Rose-Marie Lagrave
Ces trois mots n’ont l’air de rien, mais ils tintinnabulent dans le monde entier. Par leur détermination, leurs chants à arracher le cœur, les Iraniennes redonnent au 8 mars ses lettres de noblesse pour continuer une lutte sans fin, sans merci, sans frontières.
Femmes arrachant leurs voiles, se coupant une mèche de cheveux, dansant sur les places publiques échevelées, femmes emprisonnées et torturées, toutes attestent qu’il ne fait pas beau être une femme, et plus encore quand on nait noire, que l’on est lesbienne, transgenre, âgée, vivant parmi les gens de peu et dans un pays théocratique. Ces femmes stigmatisées mais mobilisées, ces Afghanes invisibilisées et silencisées, secouent nos privilèges. N’en déplaise à celles et ceux qui font dans la nuance, il y a bien un « nous les femmes ». Dans nos pays dits démocratiques, les rues continuent d’être des lieux d’arraisonnement des femmes, quand le vote de lois en faveur de l’égalité femmes/hommes reste lettre morte.

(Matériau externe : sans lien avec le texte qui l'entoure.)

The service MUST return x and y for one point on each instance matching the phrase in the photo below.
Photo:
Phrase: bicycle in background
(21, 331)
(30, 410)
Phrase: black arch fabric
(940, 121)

Existe un continuum de la violence patriarcale, du domestique au public, de pays à pays, alors que persiste le droit de tuer les filles pour cause de déshonneur des familles.

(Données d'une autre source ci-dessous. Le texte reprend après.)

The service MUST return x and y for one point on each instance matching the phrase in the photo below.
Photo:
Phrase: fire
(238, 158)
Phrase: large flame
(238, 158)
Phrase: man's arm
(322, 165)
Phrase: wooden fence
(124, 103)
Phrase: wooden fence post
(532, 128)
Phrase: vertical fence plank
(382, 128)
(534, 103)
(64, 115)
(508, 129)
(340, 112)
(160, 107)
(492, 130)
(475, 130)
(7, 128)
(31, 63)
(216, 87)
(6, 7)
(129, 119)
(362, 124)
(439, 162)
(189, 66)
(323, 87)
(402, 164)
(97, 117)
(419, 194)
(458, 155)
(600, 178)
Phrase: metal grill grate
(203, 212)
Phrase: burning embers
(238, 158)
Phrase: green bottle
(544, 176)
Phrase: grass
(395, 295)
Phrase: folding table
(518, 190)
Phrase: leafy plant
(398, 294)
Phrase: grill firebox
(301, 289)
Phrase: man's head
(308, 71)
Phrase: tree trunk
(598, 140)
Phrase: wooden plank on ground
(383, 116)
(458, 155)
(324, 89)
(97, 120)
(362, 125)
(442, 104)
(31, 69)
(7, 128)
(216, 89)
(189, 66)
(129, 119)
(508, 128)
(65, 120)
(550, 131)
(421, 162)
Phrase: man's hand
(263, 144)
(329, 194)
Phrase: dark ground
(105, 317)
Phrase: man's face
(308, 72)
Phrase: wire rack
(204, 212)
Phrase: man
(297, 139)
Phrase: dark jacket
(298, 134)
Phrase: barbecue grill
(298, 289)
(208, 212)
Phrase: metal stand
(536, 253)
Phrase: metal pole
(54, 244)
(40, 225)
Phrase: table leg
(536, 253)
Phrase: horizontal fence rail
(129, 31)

Car la Vie pour les femmes n’est jamais totalement assurée. Le cortège des féminicides, les viols restés impunis et ceux érigés en armes de guerre, la vie sous cloche des Afghanes, les enlèvements d’adolescentes dans certains pays de l’Afrique subsaharienne, les exilées dormant dans la rue nous rappellent que la vie des femmes est soumise à une violence patriarcale et politique qui franchit allègrement les frontières. D’un côté, elles donnent la vie, de l’autre elles sont des mortes en puissance. La vie, pour beaucoup, c’est rester d’abord vivantes, mais aussi refuser de l’engendrer. Les réfractaires à donner la vie sont criminalisées, quand la vie excède le pouvoir de donner la vie. Elle exulte, elle s’exhale dans des désirs mis sous le boisseau ou jaillit de corps redressés pour devenir de fulgurantes et glorieuses combattivités dessinant des chemins vers la liberté.
Liberté, je n’écris plus seulement ton nom, je combats pour elle, je meurs pour elle ; tel est le message qui fleurit sur toutes les lèvres. Liberté d’envoyer son voile par-dessus les moulins ou de s’en parer, liberté d’expression pour inventer poèmes et slogans subversifs, liberté de manifester sans peur au ventre face aux États policiers. Ces poussières de liberté cumulées construisent les femmes en sujets politiques, en tête des manifestations, fortes et puissantes, ne lâchant pas la main des plus démunies, faisant corps avec elles. Ces femmes, luttant pour le renversement des régimes autocratiques en Iran et ailleurs, cisellent une statue de la Liberté aux mille bras désignant à la vindicte les violences étatiques. La liberté en étendard, ces femmes de tous pays et de toutes couleurs écrivent une pluralité de phrases culturelles enrichissant un féministe universaliste désindexé de sa matrice occidentale. Oui, « Femme, Vie, Liberté » est notre passeport, notre radicalité, notre destin commun. « Debout, debout les femmes ! », le chant du MLF reprend du service. Et si une nouvelle internationale devait poindre son nez, elle sera féministe ou pas ; on l’entend, on l’attend.